In 2012 Cecilia Giménez, an 83-year-old widow and amateur painter, attempted to restore Ecce Homo, an almost century-old fresco of Jesus crowned with thorns in her local church in Borja, Spain.
Despite a valiant effort, the tragically failed restoration went viral and Giménez’s attempt was met with mockery and scorn. Images of the botched fresco swirled around Twitter and Facebook, inspiring a slew of parodies now found on the Internet.
But, two years later, the village has reassessed their attitudes and turned their ridicule into gratitude. The viral images and memes gifted the rural town with free publicity—150,000 tourists from all over the world came to see Giménez’s artistic endeavor and visit the sanctuary overlooking Borja.

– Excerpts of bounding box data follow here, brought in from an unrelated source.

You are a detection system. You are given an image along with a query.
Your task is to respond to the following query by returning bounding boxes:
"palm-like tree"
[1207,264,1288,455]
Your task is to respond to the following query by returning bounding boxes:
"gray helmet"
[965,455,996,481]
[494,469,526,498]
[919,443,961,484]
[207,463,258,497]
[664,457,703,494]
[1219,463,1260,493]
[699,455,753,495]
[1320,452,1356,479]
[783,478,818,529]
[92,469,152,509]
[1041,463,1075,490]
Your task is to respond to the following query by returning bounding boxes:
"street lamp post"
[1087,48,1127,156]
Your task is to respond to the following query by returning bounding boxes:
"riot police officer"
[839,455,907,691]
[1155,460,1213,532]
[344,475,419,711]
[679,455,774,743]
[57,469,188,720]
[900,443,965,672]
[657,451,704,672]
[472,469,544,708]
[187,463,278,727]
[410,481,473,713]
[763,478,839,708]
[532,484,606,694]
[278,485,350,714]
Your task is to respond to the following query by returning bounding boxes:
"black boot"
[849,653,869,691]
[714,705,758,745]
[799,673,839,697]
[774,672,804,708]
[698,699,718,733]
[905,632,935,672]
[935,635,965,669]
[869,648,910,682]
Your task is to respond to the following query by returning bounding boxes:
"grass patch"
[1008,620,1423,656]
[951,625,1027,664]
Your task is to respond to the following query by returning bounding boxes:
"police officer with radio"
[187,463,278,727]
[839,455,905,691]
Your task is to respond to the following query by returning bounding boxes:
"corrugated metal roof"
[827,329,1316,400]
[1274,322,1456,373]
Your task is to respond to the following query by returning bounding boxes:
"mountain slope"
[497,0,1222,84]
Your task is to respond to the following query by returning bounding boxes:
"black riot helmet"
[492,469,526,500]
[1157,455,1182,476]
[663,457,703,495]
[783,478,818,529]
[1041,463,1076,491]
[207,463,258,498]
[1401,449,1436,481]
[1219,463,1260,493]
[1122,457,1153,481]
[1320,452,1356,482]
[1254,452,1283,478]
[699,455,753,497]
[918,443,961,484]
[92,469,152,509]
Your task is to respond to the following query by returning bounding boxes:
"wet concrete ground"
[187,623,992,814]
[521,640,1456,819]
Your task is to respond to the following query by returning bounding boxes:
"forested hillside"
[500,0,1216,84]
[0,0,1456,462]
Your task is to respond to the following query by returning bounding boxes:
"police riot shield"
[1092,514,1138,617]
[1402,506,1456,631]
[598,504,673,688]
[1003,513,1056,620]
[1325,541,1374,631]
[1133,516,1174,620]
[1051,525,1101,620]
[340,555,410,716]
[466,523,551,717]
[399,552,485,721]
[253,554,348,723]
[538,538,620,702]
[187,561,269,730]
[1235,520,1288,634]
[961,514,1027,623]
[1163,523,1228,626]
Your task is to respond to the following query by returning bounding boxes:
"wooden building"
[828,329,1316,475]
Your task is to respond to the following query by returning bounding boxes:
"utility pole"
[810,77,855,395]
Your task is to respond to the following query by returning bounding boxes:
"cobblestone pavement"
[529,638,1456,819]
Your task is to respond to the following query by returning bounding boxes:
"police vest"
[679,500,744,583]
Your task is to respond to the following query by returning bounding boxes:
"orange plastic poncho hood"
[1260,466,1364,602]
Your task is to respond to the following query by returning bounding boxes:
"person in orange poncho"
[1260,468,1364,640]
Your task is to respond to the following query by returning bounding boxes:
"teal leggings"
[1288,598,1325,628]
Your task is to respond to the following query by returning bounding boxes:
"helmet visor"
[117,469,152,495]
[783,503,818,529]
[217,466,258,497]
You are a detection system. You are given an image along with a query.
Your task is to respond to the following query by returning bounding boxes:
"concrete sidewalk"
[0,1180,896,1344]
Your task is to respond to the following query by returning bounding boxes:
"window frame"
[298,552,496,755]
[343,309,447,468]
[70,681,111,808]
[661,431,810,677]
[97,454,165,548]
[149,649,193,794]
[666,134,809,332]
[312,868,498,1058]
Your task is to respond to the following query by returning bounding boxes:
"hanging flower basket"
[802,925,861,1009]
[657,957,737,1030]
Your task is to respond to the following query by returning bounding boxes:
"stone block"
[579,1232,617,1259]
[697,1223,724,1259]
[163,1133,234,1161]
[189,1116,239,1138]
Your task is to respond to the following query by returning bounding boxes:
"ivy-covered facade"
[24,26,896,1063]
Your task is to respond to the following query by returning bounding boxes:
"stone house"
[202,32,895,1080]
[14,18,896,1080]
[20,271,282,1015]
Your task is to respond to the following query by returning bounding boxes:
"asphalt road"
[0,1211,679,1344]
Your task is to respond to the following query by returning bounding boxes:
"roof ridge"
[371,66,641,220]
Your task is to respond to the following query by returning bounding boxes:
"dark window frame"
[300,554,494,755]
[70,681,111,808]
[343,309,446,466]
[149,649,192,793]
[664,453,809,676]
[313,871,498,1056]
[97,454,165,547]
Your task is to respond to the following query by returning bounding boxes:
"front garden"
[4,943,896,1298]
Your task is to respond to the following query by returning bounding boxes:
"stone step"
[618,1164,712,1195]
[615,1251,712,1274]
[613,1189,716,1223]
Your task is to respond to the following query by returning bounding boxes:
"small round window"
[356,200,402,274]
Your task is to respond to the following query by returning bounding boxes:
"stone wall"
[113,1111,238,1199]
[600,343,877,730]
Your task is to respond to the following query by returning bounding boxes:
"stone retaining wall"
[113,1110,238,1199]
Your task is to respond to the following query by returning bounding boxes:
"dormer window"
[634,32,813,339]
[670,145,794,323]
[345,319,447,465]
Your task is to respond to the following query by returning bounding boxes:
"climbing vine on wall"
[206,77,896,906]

“Why are people coming to see it if it is such a terrible work of art?” asked Andrew Flack, an opera librettist who traveled to Borja for research on a new production. “It’s a pilgrimage of sorts, driven by the media into a phenomenon. God works in mysterious ways. Your disaster could be my miracle.”
A much-needed bolstering to the sleepy local economy ensued with restaurants opening and local and neighboring museums reporting the highest rates of visitation from the spill-over of tourists.
“The impact of Ecce Homo has been really great for businesses,” said Mr. Baya, a restaurateur who has done well enough to open a second restaurant. “Sadly, everyone heads to look at a painting that, frankly, is ugly.”
However “ugly” the fresco may be, Ecce Homo is stamped on the town’s lottery tickets and nearby vineyards are fighting over the right to use the image on wine labels. It’s even gotten plum positioning in a Spanish film in which thieves attempt to steal it.